La agencia del sistema de Naciones Unidas propone que las inversiones públicas adicionales para la agricultura y el desarrollo rural se repartan por igual, como promedio, entre los países desarrollados y en vías de desarrollo. La cuota de los países con mayor predominio de personas hambrientas debería ser menor.

Esto implicaría asimismo doblar la cifra de AOD que se destina a la agricultura y el desarrollo rural, que pasaría de los apenas 8.000 millones de 1999 a 16.000 millones por año.
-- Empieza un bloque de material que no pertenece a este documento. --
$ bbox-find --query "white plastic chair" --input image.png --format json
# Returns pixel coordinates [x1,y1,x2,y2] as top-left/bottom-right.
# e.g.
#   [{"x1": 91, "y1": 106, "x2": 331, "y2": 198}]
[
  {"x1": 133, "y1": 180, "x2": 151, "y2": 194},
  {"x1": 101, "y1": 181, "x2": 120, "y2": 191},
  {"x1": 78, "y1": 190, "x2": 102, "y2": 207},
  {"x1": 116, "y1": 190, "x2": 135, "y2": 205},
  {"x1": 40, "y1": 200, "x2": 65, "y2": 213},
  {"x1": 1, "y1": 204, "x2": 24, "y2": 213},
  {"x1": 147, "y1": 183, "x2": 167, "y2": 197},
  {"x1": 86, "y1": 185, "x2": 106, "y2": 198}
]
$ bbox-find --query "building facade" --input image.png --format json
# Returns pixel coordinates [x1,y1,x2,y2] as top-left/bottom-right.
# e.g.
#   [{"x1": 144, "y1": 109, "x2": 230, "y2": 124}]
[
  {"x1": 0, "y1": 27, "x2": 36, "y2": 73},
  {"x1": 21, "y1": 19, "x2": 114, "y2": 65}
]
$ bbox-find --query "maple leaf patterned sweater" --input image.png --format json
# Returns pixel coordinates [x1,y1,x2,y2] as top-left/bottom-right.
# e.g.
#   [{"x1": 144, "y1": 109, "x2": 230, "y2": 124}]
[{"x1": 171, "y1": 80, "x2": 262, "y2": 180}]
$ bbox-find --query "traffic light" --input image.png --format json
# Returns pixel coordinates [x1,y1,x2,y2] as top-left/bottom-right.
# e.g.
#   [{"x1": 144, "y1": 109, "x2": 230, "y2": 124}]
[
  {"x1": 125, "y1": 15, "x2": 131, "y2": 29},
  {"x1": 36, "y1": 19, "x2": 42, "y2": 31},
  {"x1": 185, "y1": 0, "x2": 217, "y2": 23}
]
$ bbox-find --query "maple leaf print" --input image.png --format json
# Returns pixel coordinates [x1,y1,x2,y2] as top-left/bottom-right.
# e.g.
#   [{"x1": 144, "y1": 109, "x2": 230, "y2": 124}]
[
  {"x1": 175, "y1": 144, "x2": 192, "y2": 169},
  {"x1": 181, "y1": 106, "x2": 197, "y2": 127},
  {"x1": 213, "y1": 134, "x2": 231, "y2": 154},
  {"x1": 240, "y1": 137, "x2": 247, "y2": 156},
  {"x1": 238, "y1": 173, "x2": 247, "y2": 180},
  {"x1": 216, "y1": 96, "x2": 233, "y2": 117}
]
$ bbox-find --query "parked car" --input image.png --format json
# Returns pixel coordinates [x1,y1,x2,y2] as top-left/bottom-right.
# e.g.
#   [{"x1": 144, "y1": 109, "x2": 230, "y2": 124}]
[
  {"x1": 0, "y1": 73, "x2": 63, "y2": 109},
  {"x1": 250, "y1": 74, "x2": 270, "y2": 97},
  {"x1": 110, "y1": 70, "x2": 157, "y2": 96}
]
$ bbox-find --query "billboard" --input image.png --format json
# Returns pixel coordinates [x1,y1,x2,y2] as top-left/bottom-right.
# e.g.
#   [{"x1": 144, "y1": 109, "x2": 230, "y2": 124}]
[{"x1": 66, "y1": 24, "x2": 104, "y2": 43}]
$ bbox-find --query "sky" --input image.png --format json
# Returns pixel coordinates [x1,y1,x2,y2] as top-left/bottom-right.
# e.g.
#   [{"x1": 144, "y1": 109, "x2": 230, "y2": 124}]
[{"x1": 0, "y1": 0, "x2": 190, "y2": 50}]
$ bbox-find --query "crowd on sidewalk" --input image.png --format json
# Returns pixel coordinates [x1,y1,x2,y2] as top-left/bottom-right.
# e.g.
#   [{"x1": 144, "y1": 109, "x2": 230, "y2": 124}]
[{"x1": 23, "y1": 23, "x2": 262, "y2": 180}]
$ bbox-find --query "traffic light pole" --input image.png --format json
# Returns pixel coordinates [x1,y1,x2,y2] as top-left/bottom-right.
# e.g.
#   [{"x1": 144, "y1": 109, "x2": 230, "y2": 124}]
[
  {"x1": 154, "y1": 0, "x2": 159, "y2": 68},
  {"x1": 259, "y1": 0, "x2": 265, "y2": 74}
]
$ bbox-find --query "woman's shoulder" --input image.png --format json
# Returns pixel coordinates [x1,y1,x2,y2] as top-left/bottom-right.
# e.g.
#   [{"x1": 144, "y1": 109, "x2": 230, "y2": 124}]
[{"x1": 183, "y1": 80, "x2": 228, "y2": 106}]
Los países en vías de desarrollo tendrían que aumentar también en un 20 por ciento aproximadamente el presupuesto interno que destinan a la agricultura.

La FAO señala que habría que tomar en consideración formas nuevas e innovadoras de financiamiento para el "Programa contra el Hambre". Por ejemplo, algunos recursos fruto del ahorro obtenido de la liberalización y de la reducción de los subsidios a la agricultura en los países desarrollados "podrían canalizarse en forma de ayuda al desarrollo para promover la agricultura y el desarrollo rural en los países en vías de desarrollo".

Asimismo, los impuestos sobre el consumo de productos tropicales elaborados en diversos países de la OCDE (Organización de Cooperación y Desarrollo Económicos), deberían canalizarse como ayuda al desarrollo destinada a los sectores de población más pobre de los países de origen de esos productos.

"El éxito del 'Programa contra el Hambre' es algo más que un simple asunto de fondos prometidos", concluye la FAO. El programa tendrá éxito solamente si a nivel político, social y económico se crea un ambiente que asegure su realización. "Junto a la inversión pública es necesaria una adecuada inversión privada".